- The Washington Times - Sunday, February 1, 2004

HONOLULU — Secretary of Defense Donald H. Rumsfeld is planning a sweeping revision of the command apparatus through which U.S. military forces are controlled in Asia, in an effort to make them more responsive to contingencies from the Koreas to Australia.

Military officers said the revision would take place primarily in South Korea and Japan, but would affect deployments throughout the Pacific Command’s area of responsibility, which runs from the West Coast across the Pacific and Indian Oceans to East Africa.

From its headquarters overlooking Pearl Harbor in Hawaii, it controls 300,000 military people and is the largest combatant command of the U.S. armed forces.

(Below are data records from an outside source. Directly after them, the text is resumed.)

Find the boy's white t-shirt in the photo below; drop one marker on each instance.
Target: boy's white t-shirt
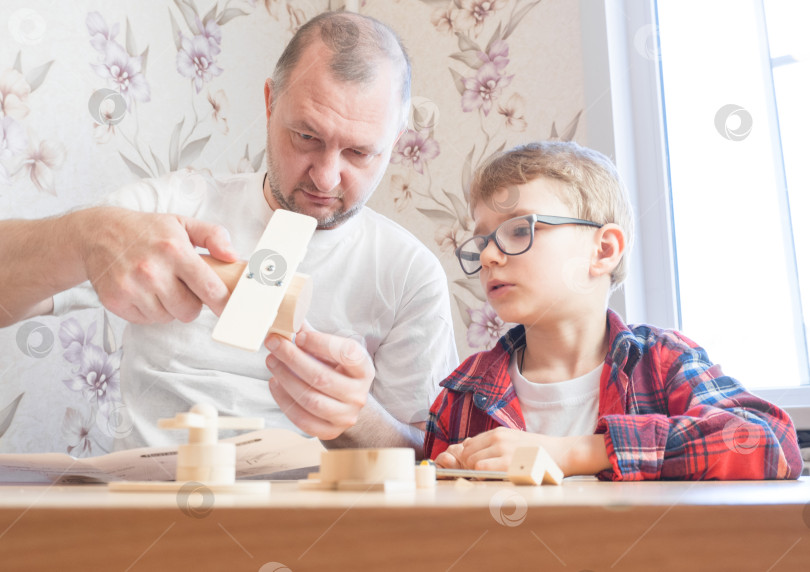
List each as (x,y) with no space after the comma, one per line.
(559,409)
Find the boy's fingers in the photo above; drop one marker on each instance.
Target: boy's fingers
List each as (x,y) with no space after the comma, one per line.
(447,461)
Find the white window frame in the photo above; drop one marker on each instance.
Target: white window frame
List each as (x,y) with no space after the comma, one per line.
(624,120)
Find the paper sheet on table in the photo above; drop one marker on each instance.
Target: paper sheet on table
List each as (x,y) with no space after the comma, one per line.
(258,454)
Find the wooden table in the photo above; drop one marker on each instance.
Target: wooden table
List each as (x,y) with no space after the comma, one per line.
(581,525)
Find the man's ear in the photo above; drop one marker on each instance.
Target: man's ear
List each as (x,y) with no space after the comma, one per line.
(268,95)
(610,244)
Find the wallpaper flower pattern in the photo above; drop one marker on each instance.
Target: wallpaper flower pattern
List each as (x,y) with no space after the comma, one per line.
(93,96)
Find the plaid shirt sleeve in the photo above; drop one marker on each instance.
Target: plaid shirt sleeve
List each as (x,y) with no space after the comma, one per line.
(685,419)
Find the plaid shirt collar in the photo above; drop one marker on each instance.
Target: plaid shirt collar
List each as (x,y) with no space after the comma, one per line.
(490,391)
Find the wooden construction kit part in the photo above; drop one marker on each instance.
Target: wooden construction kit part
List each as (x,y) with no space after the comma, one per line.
(260,288)
(203,459)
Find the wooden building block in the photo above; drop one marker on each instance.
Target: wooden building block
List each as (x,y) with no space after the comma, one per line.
(260,289)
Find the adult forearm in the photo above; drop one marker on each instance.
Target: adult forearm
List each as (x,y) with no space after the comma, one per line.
(38,258)
(375,428)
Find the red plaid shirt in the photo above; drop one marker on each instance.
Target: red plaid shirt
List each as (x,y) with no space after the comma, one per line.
(666,411)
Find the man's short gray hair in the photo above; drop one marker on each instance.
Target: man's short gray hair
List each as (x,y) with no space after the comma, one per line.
(358,43)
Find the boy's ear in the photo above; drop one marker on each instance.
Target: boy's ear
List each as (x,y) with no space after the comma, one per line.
(610,244)
(268,95)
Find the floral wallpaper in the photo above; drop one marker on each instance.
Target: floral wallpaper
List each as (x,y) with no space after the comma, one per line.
(96,94)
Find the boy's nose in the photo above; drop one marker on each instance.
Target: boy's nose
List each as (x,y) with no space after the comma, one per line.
(492,254)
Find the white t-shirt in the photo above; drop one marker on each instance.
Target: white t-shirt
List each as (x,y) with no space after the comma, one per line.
(372,280)
(558,409)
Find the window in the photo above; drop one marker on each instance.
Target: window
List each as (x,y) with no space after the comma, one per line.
(702,104)
(735,90)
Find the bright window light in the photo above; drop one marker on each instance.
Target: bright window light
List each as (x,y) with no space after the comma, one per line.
(736,86)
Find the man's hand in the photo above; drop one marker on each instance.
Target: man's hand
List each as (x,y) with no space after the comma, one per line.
(493,451)
(320,382)
(144,267)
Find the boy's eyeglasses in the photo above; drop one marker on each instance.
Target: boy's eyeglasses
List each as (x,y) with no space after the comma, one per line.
(512,237)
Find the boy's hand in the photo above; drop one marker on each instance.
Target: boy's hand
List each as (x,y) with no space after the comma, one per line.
(450,457)
(493,451)
(320,382)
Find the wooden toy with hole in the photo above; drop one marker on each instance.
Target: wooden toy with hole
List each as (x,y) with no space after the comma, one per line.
(267,295)
(393,470)
(203,460)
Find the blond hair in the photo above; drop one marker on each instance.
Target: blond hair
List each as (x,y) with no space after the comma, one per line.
(592,187)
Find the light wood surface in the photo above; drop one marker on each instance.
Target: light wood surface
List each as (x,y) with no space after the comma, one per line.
(294,307)
(581,525)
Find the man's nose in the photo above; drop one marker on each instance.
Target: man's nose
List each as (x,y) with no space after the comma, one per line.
(325,172)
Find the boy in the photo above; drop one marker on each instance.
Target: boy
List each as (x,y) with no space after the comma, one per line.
(554,227)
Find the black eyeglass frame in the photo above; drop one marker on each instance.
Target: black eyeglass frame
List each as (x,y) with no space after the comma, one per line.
(533,219)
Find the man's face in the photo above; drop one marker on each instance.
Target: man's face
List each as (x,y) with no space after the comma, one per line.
(329,142)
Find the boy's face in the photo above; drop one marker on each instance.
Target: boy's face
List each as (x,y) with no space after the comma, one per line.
(551,281)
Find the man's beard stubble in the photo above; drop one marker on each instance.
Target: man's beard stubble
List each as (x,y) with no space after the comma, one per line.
(333,220)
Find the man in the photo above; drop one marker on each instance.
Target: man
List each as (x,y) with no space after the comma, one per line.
(336,105)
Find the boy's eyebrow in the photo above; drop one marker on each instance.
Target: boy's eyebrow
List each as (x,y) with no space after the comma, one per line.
(514,214)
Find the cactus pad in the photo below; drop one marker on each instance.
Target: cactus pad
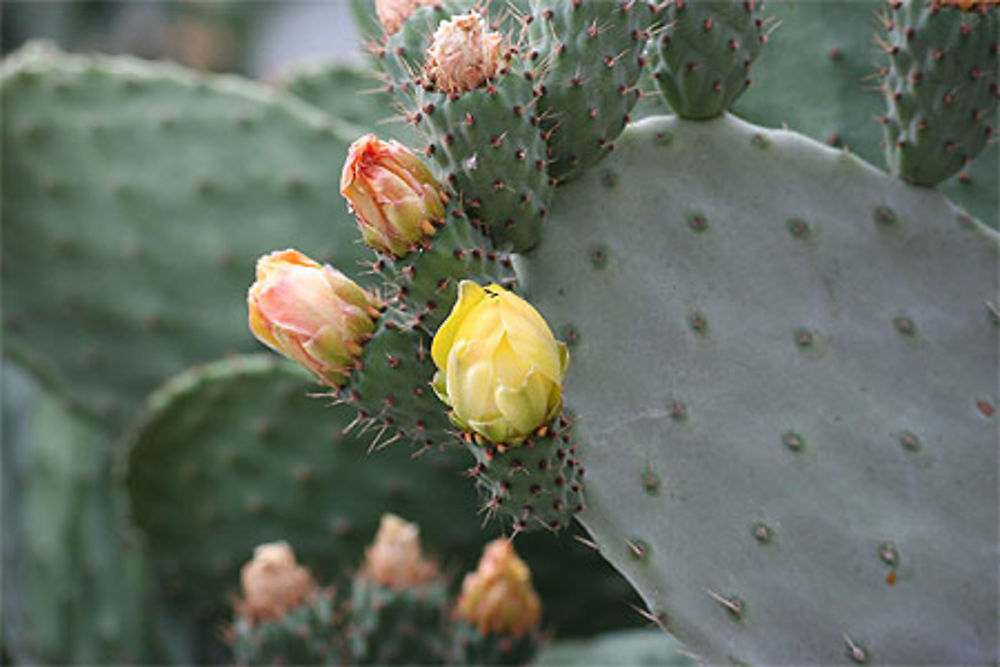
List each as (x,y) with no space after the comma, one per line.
(128,183)
(798,462)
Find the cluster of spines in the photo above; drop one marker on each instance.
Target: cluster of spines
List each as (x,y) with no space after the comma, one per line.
(587,58)
(538,483)
(940,86)
(423,284)
(704,53)
(489,146)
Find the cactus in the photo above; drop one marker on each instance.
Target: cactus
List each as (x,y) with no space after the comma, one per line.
(940,87)
(74,588)
(810,408)
(183,155)
(703,55)
(823,52)
(783,389)
(582,44)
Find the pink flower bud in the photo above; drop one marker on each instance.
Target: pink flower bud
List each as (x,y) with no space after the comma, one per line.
(273,583)
(498,597)
(394,196)
(394,559)
(392,13)
(463,54)
(312,314)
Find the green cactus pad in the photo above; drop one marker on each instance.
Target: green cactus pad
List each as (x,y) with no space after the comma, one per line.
(306,635)
(136,198)
(537,484)
(391,390)
(426,280)
(471,647)
(489,147)
(702,57)
(940,87)
(798,461)
(391,626)
(76,589)
(235,454)
(350,94)
(588,60)
(628,648)
(824,52)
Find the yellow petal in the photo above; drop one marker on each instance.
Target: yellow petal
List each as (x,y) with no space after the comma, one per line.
(527,407)
(469,295)
(470,382)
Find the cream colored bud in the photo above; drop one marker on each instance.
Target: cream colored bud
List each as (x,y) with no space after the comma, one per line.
(463,54)
(394,559)
(273,583)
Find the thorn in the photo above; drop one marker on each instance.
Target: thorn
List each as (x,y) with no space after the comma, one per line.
(587,543)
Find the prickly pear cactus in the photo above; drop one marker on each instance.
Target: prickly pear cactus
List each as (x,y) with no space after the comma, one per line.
(110,253)
(808,404)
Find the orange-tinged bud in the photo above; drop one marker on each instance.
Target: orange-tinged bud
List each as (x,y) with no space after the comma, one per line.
(392,13)
(463,54)
(498,597)
(273,583)
(394,196)
(394,559)
(310,313)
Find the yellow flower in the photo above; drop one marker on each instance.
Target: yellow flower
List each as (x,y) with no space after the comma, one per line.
(312,314)
(499,366)
(498,597)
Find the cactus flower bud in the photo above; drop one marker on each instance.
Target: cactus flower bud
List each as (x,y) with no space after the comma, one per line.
(273,583)
(499,366)
(498,597)
(392,193)
(393,13)
(463,54)
(312,314)
(394,559)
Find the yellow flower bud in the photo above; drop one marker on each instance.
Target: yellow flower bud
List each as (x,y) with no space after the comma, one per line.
(394,196)
(273,583)
(463,54)
(499,366)
(312,314)
(394,559)
(498,597)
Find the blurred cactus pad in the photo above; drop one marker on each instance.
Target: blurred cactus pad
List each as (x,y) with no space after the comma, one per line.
(764,232)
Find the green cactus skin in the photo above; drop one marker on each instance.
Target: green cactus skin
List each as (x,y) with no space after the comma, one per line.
(627,648)
(798,462)
(703,55)
(350,94)
(940,87)
(823,52)
(426,280)
(306,635)
(126,183)
(537,484)
(470,647)
(397,626)
(391,390)
(588,57)
(76,589)
(489,147)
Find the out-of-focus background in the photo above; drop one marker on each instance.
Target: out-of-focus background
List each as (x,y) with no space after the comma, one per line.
(257,38)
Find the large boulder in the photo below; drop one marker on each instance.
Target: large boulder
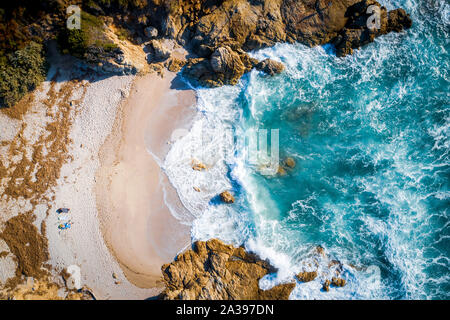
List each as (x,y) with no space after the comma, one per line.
(213,270)
(160,51)
(224,67)
(269,66)
(357,32)
(151,32)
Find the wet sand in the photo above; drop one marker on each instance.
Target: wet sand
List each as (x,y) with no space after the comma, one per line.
(136,223)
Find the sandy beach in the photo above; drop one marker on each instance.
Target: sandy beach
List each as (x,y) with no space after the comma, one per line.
(85,142)
(137,225)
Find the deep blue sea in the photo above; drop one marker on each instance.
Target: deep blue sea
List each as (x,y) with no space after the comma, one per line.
(370,137)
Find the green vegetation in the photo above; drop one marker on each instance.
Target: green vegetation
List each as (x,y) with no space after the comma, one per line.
(77,42)
(21,72)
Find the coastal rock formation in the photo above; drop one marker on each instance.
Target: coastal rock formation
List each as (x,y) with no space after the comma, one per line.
(216,29)
(289,162)
(214,270)
(227,197)
(356,32)
(306,276)
(270,66)
(214,32)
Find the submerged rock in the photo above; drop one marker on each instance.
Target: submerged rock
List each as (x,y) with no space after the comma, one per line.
(306,276)
(227,197)
(326,285)
(161,51)
(271,67)
(338,282)
(213,270)
(199,166)
(151,32)
(289,162)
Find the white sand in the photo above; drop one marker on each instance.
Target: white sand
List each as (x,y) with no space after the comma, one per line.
(138,228)
(137,224)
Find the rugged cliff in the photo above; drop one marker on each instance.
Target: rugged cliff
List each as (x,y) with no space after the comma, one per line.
(227,29)
(141,35)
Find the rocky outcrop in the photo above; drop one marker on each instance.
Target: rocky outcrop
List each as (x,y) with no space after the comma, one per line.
(306,276)
(289,162)
(213,270)
(270,67)
(363,25)
(227,197)
(217,30)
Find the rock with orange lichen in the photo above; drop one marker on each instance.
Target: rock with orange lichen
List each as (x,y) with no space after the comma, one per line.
(227,197)
(338,282)
(306,276)
(213,270)
(326,285)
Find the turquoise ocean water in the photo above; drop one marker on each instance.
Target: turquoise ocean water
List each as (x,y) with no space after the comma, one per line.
(370,136)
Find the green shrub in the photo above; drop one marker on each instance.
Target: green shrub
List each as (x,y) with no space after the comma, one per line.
(92,34)
(21,72)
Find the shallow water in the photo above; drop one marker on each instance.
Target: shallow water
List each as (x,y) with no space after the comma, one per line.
(370,136)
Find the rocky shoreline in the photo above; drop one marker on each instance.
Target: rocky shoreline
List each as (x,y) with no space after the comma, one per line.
(218,34)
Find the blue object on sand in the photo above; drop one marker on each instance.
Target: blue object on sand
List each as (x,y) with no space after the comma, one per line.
(64,226)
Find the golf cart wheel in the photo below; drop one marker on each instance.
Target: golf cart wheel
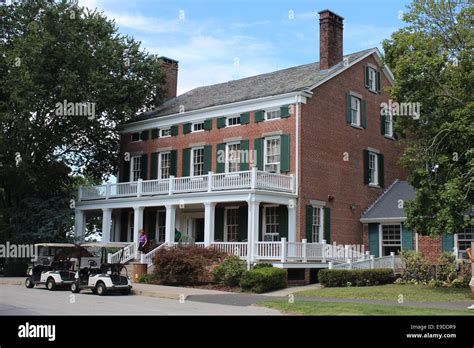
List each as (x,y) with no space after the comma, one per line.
(101,289)
(51,284)
(29,283)
(75,288)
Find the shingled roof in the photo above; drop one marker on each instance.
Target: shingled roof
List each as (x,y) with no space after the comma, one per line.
(387,205)
(289,80)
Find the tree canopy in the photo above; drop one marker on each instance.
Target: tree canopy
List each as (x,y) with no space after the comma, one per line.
(56,54)
(431,59)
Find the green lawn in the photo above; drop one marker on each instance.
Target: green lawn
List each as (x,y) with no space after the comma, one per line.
(337,308)
(391,292)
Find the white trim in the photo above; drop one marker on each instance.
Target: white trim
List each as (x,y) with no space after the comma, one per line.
(216,111)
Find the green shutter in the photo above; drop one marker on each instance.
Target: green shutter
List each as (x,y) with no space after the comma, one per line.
(283,221)
(365,155)
(208,124)
(285,153)
(244,118)
(186,128)
(377,82)
(285,111)
(243,211)
(207,158)
(447,242)
(173,162)
(186,162)
(244,155)
(407,238)
(174,130)
(374,240)
(363,117)
(383,118)
(348,108)
(259,115)
(309,223)
(219,224)
(366,78)
(220,158)
(154,166)
(143,166)
(381,170)
(258,147)
(327,224)
(221,122)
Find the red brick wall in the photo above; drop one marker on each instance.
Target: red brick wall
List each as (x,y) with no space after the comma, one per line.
(325,137)
(213,137)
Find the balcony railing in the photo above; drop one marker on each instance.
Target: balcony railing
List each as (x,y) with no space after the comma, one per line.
(250,179)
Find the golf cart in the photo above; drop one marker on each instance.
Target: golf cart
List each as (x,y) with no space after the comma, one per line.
(54,267)
(96,274)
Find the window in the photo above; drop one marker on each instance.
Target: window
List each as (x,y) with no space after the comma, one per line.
(160,226)
(389,125)
(391,239)
(164,165)
(271,227)
(135,168)
(355,111)
(272,114)
(272,154)
(373,169)
(233,121)
(197,127)
(372,79)
(465,239)
(165,132)
(232,162)
(197,162)
(317,226)
(231,225)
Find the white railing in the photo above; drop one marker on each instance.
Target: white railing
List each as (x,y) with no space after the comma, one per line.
(250,179)
(123,255)
(239,249)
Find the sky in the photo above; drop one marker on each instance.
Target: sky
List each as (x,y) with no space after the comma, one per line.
(217,41)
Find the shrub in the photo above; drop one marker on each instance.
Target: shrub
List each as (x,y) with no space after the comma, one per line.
(186,264)
(417,267)
(229,271)
(263,279)
(358,277)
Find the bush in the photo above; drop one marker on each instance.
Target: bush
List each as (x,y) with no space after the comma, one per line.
(417,267)
(358,277)
(186,264)
(263,279)
(229,271)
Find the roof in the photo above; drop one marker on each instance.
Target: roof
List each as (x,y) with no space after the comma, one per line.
(299,78)
(386,205)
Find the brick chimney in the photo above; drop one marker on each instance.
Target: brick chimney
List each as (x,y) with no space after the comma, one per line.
(330,39)
(170,67)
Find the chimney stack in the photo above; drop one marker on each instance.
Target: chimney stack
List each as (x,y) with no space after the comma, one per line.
(170,66)
(330,39)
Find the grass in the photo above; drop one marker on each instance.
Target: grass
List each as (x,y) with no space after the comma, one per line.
(338,308)
(391,292)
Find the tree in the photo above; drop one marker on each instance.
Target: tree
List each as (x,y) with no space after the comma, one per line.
(67,80)
(431,59)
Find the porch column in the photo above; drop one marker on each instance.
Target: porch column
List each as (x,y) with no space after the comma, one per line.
(79,224)
(209,215)
(137,225)
(106,224)
(252,230)
(170,223)
(292,220)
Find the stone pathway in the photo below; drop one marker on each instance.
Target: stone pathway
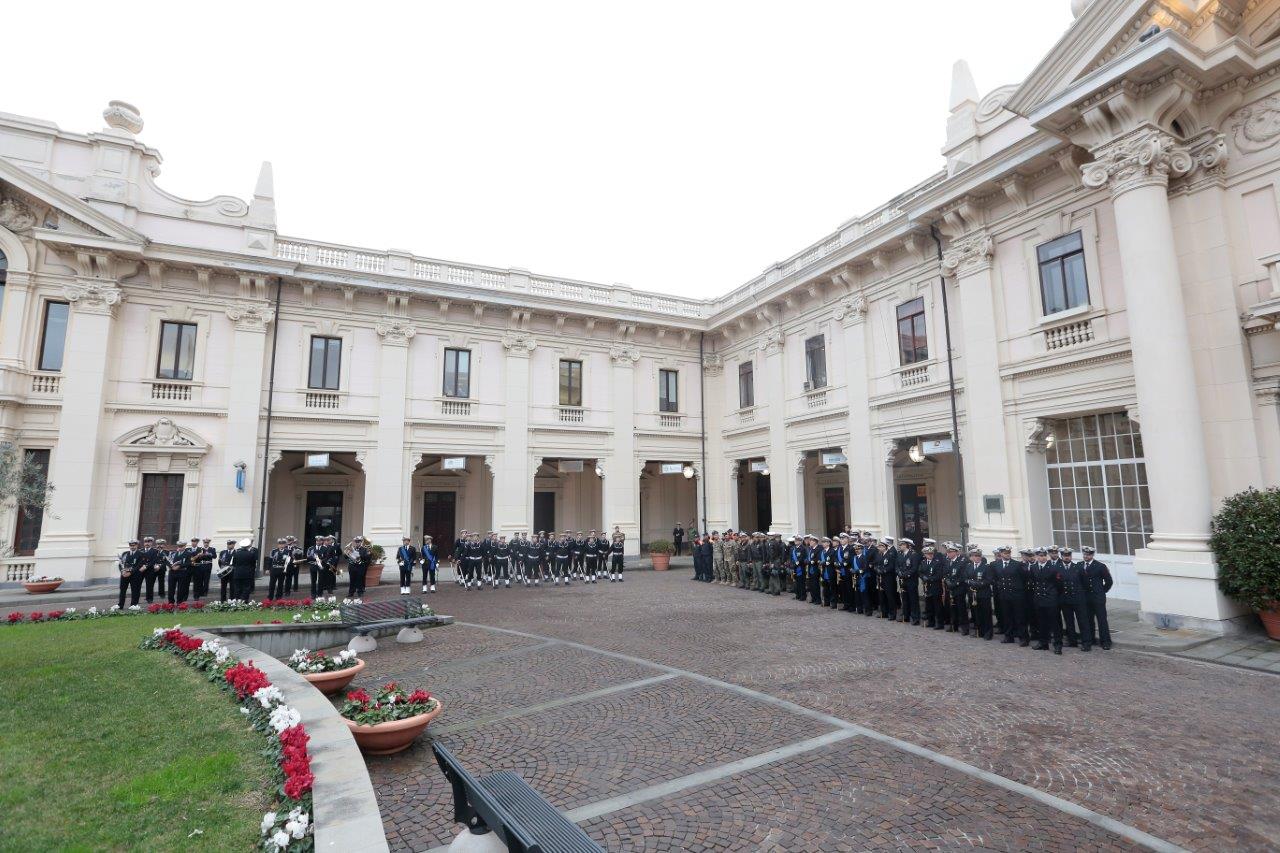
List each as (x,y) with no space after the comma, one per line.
(666,715)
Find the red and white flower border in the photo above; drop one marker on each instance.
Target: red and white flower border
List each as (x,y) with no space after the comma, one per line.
(289,826)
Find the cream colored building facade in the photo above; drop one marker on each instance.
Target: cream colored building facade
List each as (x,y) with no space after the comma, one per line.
(1102,245)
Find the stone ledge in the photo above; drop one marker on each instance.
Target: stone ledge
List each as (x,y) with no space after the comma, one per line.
(342,799)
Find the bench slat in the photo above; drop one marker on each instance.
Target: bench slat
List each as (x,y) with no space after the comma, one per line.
(535,815)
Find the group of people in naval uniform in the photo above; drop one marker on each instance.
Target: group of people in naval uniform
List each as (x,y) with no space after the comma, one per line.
(1045,596)
(184,573)
(529,560)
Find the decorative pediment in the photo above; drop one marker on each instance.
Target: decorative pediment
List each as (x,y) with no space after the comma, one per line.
(161,437)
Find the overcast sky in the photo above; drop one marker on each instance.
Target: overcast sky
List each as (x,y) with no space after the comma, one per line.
(675,146)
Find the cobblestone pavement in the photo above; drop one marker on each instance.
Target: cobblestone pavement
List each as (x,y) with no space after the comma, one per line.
(1179,749)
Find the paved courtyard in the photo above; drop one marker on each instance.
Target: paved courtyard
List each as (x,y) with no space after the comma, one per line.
(667,715)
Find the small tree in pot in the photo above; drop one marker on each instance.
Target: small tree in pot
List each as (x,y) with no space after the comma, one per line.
(1246,539)
(661,551)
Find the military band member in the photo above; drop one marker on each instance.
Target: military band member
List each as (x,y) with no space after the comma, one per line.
(406,559)
(430,560)
(933,569)
(906,568)
(131,574)
(277,566)
(1010,592)
(1097,584)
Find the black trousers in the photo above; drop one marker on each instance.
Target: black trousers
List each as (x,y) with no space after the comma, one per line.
(912,601)
(1048,621)
(356,582)
(933,610)
(1097,619)
(133,585)
(1013,617)
(179,585)
(1075,617)
(982,617)
(242,588)
(960,612)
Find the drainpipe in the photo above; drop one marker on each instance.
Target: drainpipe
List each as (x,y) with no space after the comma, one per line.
(702,415)
(951,384)
(266,445)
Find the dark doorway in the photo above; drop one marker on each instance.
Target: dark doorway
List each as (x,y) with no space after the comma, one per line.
(160,512)
(324,518)
(833,510)
(763,503)
(439,516)
(544,511)
(914,509)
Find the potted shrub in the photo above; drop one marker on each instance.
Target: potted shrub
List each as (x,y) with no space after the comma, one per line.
(661,551)
(391,720)
(328,674)
(41,584)
(374,575)
(1244,537)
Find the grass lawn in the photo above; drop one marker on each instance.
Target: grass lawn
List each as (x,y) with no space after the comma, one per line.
(108,747)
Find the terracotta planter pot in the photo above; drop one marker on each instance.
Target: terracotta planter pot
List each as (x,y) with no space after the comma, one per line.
(388,738)
(330,683)
(1271,620)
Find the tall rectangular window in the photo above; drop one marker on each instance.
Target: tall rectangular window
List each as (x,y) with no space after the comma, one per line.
(571,382)
(177,351)
(325,363)
(668,391)
(160,509)
(53,338)
(1064,284)
(27,534)
(746,384)
(912,343)
(457,373)
(816,361)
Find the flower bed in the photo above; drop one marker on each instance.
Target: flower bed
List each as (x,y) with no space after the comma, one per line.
(289,826)
(323,610)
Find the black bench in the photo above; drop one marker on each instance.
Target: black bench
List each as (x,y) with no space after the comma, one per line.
(506,804)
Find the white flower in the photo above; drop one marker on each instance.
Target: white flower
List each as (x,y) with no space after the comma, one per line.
(284,717)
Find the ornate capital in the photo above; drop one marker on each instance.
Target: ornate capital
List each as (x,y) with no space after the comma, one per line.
(519,343)
(94,297)
(624,355)
(1038,432)
(250,315)
(969,255)
(396,332)
(853,310)
(1144,158)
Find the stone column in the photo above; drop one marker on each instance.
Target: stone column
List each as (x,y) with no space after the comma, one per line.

Among the command elements that will most likely be dismantled in South Korea are the U.N. Command (UNC), U.S. Forces Korea (USFK), the Combined Forces Command (CFC), and the Eighth U.S. Army. In Japan, United States Forces Japan (USFJ) will disappear, but a new operational corps headquarters led by a lieutenant general will be set up.

In addition, the position of the four-star general who commands the UNC, USFK and CFC will be abolished. At the same time, plans call for establishing a new billet for an Army four-star general at the headquarters of the U.S. Army Pacific at Fort Shafter in Hawaii. He will take control of Army forces in the Pacific region now under the command of a three-star general.

In response to a query, the spokesman for the Pacific Command, Navy Capt. John Singley said: “The Pacific Command is currently reviewing plans to strengthen our defense posture as part of a larger U.S. government global effort in that regard. We are currently consulting with our allies and partners in the region and will continue to do so before any decisions are made.”

“Some of these plans are near-term,” Capt. Singley said. “Others are further in the future. The aim of the global-posture review is to strengthen our defense relationships with key allies and partners, improve flexibility, enable action regionally and globally, exploit advantages in rapid power projection, and focus on overall capabilities instead of numbers.”

Officers informed of the shakeup pointed to Mr. Rumsfeld’s wider plan to “transform” the Pentagon and the armed forces.

Undersecretary of Defense for Policy Douglas J. Feith told an audience in Washington in December: “A key facet of transformation is realigning our global defense posture. That is, updating the types, locations, numbers and capabilities of our military forces and the nature of our alliances.”

In Asia, the officers said, the intent was to eliminate crisscrossing chains of command that are legacies of World War II, the occupation of Japan, the Korean War, the war in Vietnam, and the Cold War, which ended in 1989 when the Soviet Union collapsed.

These officers asked not to be identified because the review is still in process and no decisions have been made.

“When we get through,” said one officer, “it will be seamless.”

By removing layers of the current cumbersome military bureaucracy, they suggested, troops and ships and aircraft would be able to respond more quickly to any crisis on orders from the president and secretary of defense.

In addition, the revisions are intended to appeal to South Korean nationalism and to tamp down rising anti-Americanism. The United States and South Korea have already announced that the U.S. headquarters will move from a congested area in Seoul to a new site about 75 miles to the south. The 2nd Infantry Division will move from the heavily populated area north of Seoul to new bases farther south.

Disbanding the CFC is intended to lessen South Korean complaints that it diminishes Korean sovereignty, said officers with experience there.

The CFC controls both South Korean and U.S. forces, but is led by a U.S. general with a Korean general as second in command. Many Koreans have argued that it is their country and they furnish the bulk of the forces, and therefore, a Korean should command.

“This would reduce the misperception that the U.S. controls the Korean military,” said an officer. It might also take away a North Korean charge that South Korean forces are lackeys of the Americans.

Disbanding the UNC, Mr. Feith said, “will undoubtedly be part of the whole discussion that we have regarding the realignment of our posture in Korea.”